Essentially, this process entails transformation of copyright protected works, for example, a short story, into numerical values. Does copyright extend to this transformed subject matter?

You know what else does that? Digital cameras. And you know what’s still protected by copyright? Digital photos. If you don’t believe me then by all means go train your fancy new AI model on commercial stock photos licensed “including for fee” (which is allowed under the release candidate) from Adobe, Getty, etc. — whose only job is to monetise those datasets — and see how long it is before you get sued out of existence. Go to Jail. Do Not Pass Go, Do Not Collect $200. Jail.

You know how I know that’s what’s going to happen? Because The Times Sue[d] OpenAI and Microsoft Over A.I. Use of Copyrighted Work, arguing that “millions of articles from The New York Times were used to train chatbots that now compete with it” and demanding “destruction […] of all GPT or other LLM models
and training sets that incorporate Times Works.” Data custodians cannot possibly allow you to melt down and hand out their crown jewels, and any (subscription-only) license they eventually grant is likely to be so expensive as to make an absolute mockery of Open Source’s promises of No Discrimination Against Persons or Groups [or] Fields of Endeavor.
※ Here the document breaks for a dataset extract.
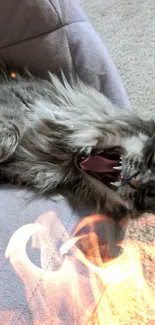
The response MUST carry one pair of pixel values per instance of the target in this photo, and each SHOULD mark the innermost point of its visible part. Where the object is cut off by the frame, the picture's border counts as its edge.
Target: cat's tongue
(103, 162)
The way I see it is that the current release candidate is like an open manhole cover in a busy street, and any individual or business adopting a model certified by it risks a one-way trip into the sewer.

Luca has since replied saying his “main intention was in fact to spark discussion [like this] in the open [because] there is a diverse set of stakeholders who might not be paying attention, and this is an opportunity to engage in the process,” concluding that “there is a chasm in what the general public perceives as being “open source” and what the definition is proposing, and it needs clarification.” Rather than calling for “more light than heat in these situations”, the OSI’s leadership would do well to take heed of the rapidly growing group of experts bearing torches, as well as his observation that “more precise definitions will likely emerge elsewhere to fill the gap [as] Open Source AI can only move forward toward widespread enterprise adoption with this understanding.”

Earlier tonight we should have discussed this and the many other unresolved objections from the community on the 20th(!) townhall on the topic, but it didn’t happen for whatever reason so we’re back to spilling digital ink. I should really be spending my Kwaai time coding the Personal Artificial Intelligence Operating System (pAI-OS) — an Open Source project I hope will be a beneficiary rather than victim of this process — but this is that important and inexplicably urgent.